Ministro adjunto da AGU, José Weber de Holanda, admite possibilidade de revogação da portaria

Grupo é recebido pelo ministro adjunto da AGU

Um grupo formado por 15 lideranças indígenas vinculadas à Articulação dos Povos Indígenas do Brasil (Apib), servidores da Funai em greve – representados pela Associação Nacional dos Servidores da Funai (Ansef) – e representantes do Conselho Indigenista Missionário (CIMI) tiveram uma agenda extensa esta semana, em Brasília. As três instituições se uniram contra uma série de medidas em curso, no Executivo e no Legislativo, que ferem os direitos indígenas e contribuem para o desmonte da Fundação Nacional do Índio.

Cerca 30 pessoas compõem a comissão que marcou presença no Congresso Nacional, no Ministério Público Federal (MPF), na Advocacia Geral da União (AGU) e no Supremo Tribunal Federal (STF). Um manifesto pela revogação da portaria 303 da AGU, que afeta os povos indígenas, e do Decreto 7778/2012, de reestruturação da Funai, assinado pelas três entidades, foi entregue em todos esses órgãos. O documento repudia ainda as tentativas de mudança na Constituição, com a PEC 215, que pretende transferir para o Congresso a responsabilidade pela demarcação de terras indígenas.

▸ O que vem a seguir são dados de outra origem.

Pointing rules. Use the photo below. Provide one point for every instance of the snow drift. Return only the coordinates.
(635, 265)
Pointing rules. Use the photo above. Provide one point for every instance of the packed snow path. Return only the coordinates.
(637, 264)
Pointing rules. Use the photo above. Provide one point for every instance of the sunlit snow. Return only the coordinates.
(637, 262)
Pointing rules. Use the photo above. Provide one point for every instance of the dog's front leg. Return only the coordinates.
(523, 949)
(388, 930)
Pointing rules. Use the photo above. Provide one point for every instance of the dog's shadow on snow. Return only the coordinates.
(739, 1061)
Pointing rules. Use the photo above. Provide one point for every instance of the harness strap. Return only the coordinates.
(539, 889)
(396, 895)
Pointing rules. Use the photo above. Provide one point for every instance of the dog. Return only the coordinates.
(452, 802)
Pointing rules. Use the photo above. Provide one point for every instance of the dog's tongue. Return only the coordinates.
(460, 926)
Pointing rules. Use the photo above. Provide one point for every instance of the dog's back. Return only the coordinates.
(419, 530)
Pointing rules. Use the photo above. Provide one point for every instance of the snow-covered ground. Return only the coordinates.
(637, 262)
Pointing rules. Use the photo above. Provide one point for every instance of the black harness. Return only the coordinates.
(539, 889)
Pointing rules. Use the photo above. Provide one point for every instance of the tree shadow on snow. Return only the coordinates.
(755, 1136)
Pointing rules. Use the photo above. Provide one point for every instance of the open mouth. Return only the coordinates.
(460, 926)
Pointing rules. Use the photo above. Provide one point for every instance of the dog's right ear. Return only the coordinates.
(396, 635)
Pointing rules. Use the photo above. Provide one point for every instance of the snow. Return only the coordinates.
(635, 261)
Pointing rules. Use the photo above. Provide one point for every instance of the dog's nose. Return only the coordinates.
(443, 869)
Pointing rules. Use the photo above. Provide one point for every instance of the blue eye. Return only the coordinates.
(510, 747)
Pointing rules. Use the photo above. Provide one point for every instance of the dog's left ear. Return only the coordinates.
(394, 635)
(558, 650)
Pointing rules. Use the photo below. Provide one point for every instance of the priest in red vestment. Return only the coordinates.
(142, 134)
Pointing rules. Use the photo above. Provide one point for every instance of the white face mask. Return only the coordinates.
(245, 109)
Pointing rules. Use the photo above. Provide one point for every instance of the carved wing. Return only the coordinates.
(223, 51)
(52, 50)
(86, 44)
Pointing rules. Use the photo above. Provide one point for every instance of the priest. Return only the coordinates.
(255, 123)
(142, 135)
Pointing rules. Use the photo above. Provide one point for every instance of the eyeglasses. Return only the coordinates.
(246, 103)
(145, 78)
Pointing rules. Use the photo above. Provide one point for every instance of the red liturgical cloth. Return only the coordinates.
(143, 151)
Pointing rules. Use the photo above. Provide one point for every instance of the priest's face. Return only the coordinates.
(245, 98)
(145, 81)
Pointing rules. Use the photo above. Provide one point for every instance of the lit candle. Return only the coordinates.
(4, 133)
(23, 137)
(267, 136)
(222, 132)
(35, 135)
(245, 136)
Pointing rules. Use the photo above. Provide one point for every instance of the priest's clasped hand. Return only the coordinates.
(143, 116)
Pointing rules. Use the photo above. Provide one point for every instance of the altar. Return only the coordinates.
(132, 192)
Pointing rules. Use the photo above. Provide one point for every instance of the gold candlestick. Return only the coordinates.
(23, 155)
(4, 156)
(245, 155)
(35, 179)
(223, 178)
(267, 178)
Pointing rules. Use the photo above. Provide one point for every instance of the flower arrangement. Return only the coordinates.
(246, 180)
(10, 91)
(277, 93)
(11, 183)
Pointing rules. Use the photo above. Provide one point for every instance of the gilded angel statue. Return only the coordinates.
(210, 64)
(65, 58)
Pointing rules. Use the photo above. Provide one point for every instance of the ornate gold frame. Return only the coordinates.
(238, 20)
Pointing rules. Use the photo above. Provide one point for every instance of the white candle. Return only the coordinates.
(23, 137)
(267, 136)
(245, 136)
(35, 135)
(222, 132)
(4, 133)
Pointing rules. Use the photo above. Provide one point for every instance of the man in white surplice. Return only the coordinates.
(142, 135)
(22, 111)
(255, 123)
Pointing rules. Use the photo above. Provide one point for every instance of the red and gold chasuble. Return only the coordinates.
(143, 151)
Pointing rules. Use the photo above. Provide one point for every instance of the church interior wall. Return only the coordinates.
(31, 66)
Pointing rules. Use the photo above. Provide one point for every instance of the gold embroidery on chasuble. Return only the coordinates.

Nesta sexta-feira pela manhã, o grupo foi recebido pelo ministro adjunto da AGU, José Weber de Holanda. Segundo ele,  o advogado-geral da União, Luís Inácio Adams, estava na Casa Civil, onde teria reunião por todo o dia, mas prometeu marcar uma audiência para antes do dia 22, data em que Adams terá reunião com o ministro da Justiça, José Eduardo Cardozo, para tratar dos rumos da portaria 303. Holanda ouviu a posição dos indígenas contra a portaria e admitiu que há possibilidade de que ela ser revogada ou reeditada.

Os indígenas denunciam que a portaria acirrou os conflitos em alguns municípios. Segundo Lindomar Terena, no Mato Grosso do Sul, a portaria, mesmo suspensa, virou lei. “As rádios estão dizendo que os fazendeiros não têm de sair das terras, por causa da portaria. Os pistoleiros estão invadindo aldeias Guarani e Terena”, afirmou.

Agenda de ontem

Ministério Público– A vice-procuradora-geral da República e coordenadora da 6ª Câmara de Coordenação e Revisão, que trata de assuntos relativos aos povos indígenas e outras minorias étnicas, Débora Duprat, recebeu os representantes do movimento no final da tarde de ontem. Além do documento conjunto, os servidores da Funai em Greve e representante da Ansef entregaram denúncia sobre o desmonte da Funai, solicitando ação imediata do Ministério Público para resolução e minimização dos problemas apresentados. Todos os documentos encaminhados pelas coordenações regionais e frentes de proteção, ao Comando de Greve, foram anexados.

Audiência com Débora Duprat, no MPF

A vice-procuradora ressaltou que o cenário atual é preocupante com relação aos direitos já assegurados aos povos indígenas e informou que o MPF tem processo preparado para pedir a revogação da portaria 303 da AGU, caso a própria AGU não a revogue. Duprat salientou a necessidade dos povos indígenas se articularem em defesa de seus direitos assegurados. Para ela, é fundamental que os indígenas levem o máximo de informações sobre o que tem acontecido em seus territórios em decorrência desses atos, para que o MPF possa tomar as devidas providências.

Congresso – O grupo foi recebido nesta quinta-feira pelo presidente e pela vice-presidente da Comissão de Direitos Humanos da Câmara dos Deputados, Domingos Dutra (PT MA) e Érika Kokai (PT-DF), com participação do deputado Chico Alencar (Psol-RJ) e da assessoria do Padre Ton, presidente da Frente Parlamentar de Apoio aos Povos Indígenas, que estava fora de Brasília. No Senado, a agenda foi com o senador João Capiberibe (PSB-AP), um dos senadores que apoiam a causa indígena. Os parlamentares manifestaram apoio às reivindicações conjuntas e ao movimento de greve dos servidores.

STF – No Supremo Tribunal Federal, Cimi entregou uma representação pela inconstitucionalidade da portaria 303, da AGU, ao chefe de gabinete do ministro Gilmar Mendes. Não foi possível falar com nenhum dos ministros, por conta do julgamento do “mensalão”.

Os indígenas estarão até terça-feira em Brasília e pretendem ser recebidos pela presidente da Funai, Marta Maria Azevedo.